= Bioneer =

Blending of Biomimetics and engineering / pioneering

Bioneer (root: "biological pioneer") is a neologism coined by filmmaker, author and eco-activist Kenny Ausubel. According to Utne Reader, a bioneer is "a biological pioneer, an ecological inventor who's got an elegant and often simple set of solutions for environmental conundrums." As coined by Ausubel, the term describes individuals and groups working in diverse disciplines who have crafted creative solutions to various environmental and socio-cultural problems rooted in shared core values, including whole systems, (anticipatory) thinking, a view of all life as interdependent, and sustainable mutual aid.

The greatest use of the term since its coinage has been in relation to the annual Bioneers conference founded by Ausubel and his wife Nina Simons and held annually in San Rafael, California, and its participants. However, in recent years the term or derivations has seen increasing use independent of the Bioneers organization, suggesting an increasing acceptance of the term in popular usage. For example, a 2005 article on the use and manufacture of biodiesel fuels in northern California was titled "Bioneering Biodiesel." An April 2007 symposium and art exhibition at University of California, Irvine focused on food production, consumption, and distribution was called "Bioneering: Hybrid Investigations of Food."

==Other usage==

Bioneer and its derivations have also been used in relationship to biotechnology. This usage of the term appears to come from independent coinages based on a portmanteau of "biotechnology" and "engineering" and/or "pioneering". The Cambridge, Massachusetts drug-screening company Bioneering Technologies describes itself as being focused on "the fusion between biotechnology, engineering, and pioneering services (hence, Bioneering)." Students in the Bachelor of Biotechnology Innovation program at Queensland University of Technology in Brisbane, Australia called themselves bioneers "as they regard themselves as pioneering a new era in biotechnology." The Korea-based international biotechnology firm Korea Biotech, Inc., founded in 1992, changed its name in 1996 to Bioneer Corporation.
Bioneer A/S is the registered name of a Danish CRO/CDMO offering research and development services to pharma and biotech companies. Bioneer is also a term adopted by those who visit the Biomatrix website for self-improvement. This site and forum advocated the use of bodybuilding, training and technology to improve not only one's muscles (as would a bodybuilder) but also your other physical attributes such as speed, agility and intelligence.

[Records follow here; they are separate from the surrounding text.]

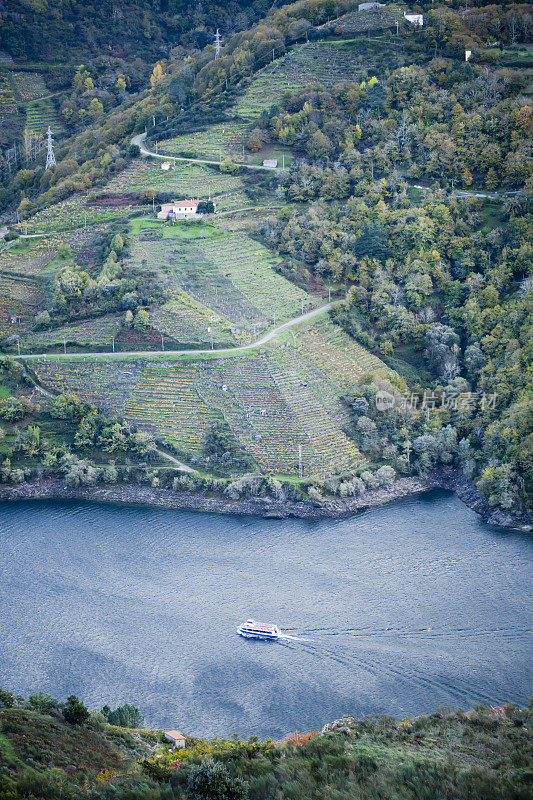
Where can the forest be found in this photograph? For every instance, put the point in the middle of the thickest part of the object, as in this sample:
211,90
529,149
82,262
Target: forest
408,194
62,751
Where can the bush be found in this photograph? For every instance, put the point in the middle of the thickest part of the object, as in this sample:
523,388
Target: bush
75,712
211,781
7,700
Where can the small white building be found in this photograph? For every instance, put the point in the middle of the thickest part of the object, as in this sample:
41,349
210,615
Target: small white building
415,19
178,209
176,738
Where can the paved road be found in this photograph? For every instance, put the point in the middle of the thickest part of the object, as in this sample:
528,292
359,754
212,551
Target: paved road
151,353
138,140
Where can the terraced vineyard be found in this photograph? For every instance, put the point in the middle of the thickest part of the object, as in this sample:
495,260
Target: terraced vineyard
327,63
213,143
166,402
190,323
97,332
7,98
27,258
184,180
250,267
109,385
30,85
20,299
337,355
39,115
75,213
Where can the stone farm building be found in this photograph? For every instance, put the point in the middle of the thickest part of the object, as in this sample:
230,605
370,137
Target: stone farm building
179,209
176,738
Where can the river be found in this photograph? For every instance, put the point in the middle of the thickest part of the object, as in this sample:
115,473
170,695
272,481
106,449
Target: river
396,611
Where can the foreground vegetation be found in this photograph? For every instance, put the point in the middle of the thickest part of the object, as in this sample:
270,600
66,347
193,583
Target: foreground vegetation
406,196
57,750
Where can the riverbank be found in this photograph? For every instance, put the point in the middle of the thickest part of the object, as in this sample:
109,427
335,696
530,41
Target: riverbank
330,508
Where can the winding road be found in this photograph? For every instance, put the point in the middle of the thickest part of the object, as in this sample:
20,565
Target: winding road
267,337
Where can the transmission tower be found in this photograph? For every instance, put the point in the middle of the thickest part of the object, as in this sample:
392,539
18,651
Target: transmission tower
50,157
217,44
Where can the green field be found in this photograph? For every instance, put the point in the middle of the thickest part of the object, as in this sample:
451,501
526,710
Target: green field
76,213
30,85
274,403
183,180
39,115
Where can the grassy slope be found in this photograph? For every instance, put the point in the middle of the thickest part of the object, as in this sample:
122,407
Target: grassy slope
485,755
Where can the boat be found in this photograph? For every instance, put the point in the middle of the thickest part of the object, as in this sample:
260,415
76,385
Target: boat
258,630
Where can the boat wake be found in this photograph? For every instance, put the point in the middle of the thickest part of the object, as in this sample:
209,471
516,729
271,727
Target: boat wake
293,638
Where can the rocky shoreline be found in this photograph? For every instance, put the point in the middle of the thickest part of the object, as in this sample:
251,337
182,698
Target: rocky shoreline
331,508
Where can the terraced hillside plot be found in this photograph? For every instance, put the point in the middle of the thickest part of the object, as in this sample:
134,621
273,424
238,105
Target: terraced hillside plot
94,332
39,115
29,85
327,63
250,267
166,402
75,213
337,355
321,415
183,180
108,385
194,275
213,143
20,299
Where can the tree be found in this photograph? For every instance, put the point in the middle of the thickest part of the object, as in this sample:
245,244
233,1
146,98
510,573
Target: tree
157,74
377,98
75,713
211,780
373,242
7,700
95,109
141,321
126,716
228,165
205,207
318,145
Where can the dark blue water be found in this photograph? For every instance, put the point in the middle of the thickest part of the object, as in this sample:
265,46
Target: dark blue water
402,609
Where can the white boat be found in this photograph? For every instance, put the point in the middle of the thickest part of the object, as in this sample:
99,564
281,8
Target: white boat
258,630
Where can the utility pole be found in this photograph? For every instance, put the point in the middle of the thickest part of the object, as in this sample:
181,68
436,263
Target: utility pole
50,157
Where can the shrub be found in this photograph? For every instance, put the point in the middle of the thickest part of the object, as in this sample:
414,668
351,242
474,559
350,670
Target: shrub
75,712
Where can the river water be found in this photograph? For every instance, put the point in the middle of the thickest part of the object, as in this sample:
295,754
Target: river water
397,611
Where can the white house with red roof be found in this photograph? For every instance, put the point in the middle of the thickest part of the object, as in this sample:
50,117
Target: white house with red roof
176,738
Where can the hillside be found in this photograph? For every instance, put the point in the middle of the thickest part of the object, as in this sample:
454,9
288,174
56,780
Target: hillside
485,754
399,188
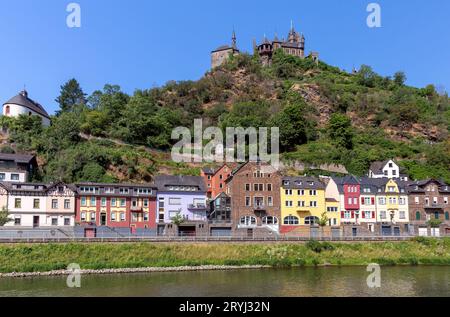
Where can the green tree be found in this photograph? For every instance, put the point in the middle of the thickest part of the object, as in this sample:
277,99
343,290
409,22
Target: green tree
340,131
4,217
399,78
293,126
71,96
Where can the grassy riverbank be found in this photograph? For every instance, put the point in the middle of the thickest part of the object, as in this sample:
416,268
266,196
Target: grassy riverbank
48,257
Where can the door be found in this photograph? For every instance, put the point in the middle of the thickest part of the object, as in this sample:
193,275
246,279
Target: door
103,219
35,221
386,231
423,232
435,232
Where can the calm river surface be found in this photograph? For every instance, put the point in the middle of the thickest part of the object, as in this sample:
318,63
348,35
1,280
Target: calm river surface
346,281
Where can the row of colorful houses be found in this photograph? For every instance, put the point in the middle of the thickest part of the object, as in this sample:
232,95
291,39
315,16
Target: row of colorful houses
252,198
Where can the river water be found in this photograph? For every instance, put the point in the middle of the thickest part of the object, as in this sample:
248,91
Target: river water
308,282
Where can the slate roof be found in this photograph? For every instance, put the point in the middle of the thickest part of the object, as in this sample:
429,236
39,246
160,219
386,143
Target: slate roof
377,167
163,182
302,183
22,100
17,158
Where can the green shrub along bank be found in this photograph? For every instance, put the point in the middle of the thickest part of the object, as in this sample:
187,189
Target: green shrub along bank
48,257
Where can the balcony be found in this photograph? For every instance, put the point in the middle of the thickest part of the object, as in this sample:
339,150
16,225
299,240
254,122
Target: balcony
197,207
137,209
434,206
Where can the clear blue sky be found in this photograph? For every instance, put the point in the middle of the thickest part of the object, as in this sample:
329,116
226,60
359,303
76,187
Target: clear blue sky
138,44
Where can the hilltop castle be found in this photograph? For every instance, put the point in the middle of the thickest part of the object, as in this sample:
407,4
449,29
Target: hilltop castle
294,45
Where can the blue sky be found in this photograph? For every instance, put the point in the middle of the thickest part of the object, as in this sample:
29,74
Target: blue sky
139,44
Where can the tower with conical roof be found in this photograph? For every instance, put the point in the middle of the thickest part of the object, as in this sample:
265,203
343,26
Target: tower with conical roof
223,53
23,105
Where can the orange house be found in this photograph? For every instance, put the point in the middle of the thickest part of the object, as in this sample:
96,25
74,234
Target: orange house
215,179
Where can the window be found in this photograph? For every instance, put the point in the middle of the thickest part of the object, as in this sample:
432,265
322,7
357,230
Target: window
311,221
291,221
124,191
248,221
270,220
174,201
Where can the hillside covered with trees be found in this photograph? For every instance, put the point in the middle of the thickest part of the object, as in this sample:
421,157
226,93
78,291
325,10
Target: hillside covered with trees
325,115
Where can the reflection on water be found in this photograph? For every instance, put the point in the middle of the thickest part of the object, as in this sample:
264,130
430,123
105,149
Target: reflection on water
346,281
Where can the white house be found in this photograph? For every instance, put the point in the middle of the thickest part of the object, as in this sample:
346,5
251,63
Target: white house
386,169
23,105
32,205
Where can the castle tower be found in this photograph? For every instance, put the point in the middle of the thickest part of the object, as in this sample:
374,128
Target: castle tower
223,53
265,51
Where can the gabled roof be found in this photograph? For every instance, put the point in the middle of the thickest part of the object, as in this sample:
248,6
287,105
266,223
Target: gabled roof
17,158
164,181
302,183
22,100
377,167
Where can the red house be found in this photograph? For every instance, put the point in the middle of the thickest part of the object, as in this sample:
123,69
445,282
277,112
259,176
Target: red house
116,206
215,180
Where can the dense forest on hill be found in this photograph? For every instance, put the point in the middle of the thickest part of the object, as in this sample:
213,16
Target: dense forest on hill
325,115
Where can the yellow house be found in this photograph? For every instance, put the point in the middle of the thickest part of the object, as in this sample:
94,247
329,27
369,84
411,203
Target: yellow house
392,204
302,201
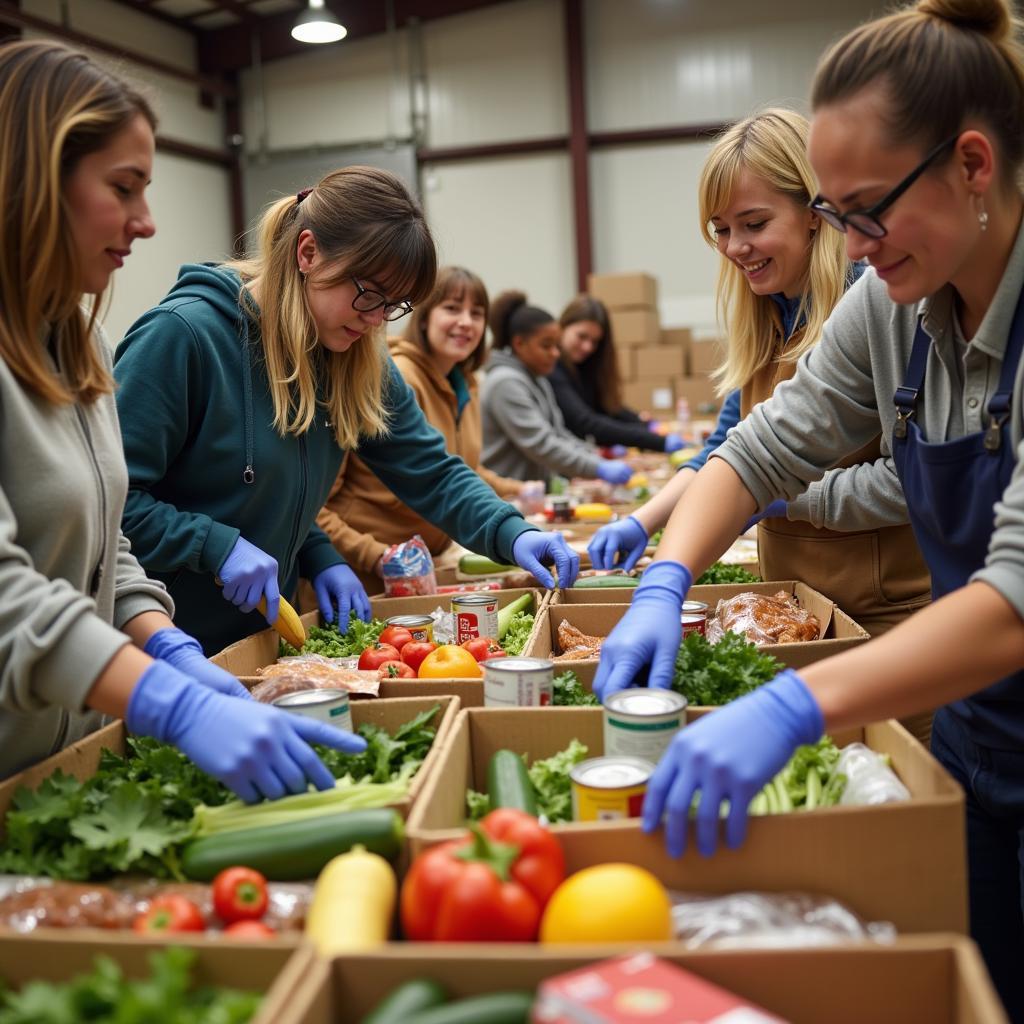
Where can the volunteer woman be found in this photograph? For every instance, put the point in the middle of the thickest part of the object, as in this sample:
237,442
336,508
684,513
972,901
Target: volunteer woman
441,349
241,391
780,276
588,386
80,624
916,141
524,435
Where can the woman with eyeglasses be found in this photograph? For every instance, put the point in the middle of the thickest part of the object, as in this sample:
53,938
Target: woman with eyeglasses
240,393
916,141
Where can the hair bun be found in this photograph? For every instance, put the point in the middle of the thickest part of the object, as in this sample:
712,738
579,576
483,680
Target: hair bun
989,17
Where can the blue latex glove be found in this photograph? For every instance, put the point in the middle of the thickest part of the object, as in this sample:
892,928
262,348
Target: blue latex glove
648,634
626,537
249,573
253,749
613,472
531,548
729,755
338,587
176,647
776,508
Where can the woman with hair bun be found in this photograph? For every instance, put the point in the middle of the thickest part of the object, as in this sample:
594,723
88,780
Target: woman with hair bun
918,143
524,435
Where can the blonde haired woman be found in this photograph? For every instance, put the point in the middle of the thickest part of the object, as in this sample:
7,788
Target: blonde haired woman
240,393
779,278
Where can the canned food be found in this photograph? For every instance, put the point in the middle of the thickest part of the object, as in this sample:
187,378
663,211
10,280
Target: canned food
328,705
422,627
517,682
475,615
608,787
641,722
694,617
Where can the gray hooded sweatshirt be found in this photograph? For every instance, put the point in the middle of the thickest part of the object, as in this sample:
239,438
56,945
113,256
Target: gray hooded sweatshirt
524,435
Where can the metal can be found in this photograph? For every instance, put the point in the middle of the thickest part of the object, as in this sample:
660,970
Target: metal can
694,617
327,705
475,615
422,627
609,787
517,682
640,722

The fictional biotech company Bioneer Research appears in episode 7 season 8 of Quincy M.E., "Science for Sale" (1982), where it is used to illustrate Wall Streets influence on science.

==Difference between usages==

While Ausubel's coinage does not specifically refer to biotechnology, the second coinage of bioneer referring to biotechnology is clearly antithetical to the term as understood by Ausubel and those influenced by him and the Bioneers organization. In the book Nature's Operating Instructions: The True Biotechnologies (coedited with J. P. Harpignies), Ausubel has made a clear distinction between corporate biotech, including genetic engineering, which he decries, and what he has termed "true biotechnologies" based on biomimicry, natural design, and the restoration of natural capital.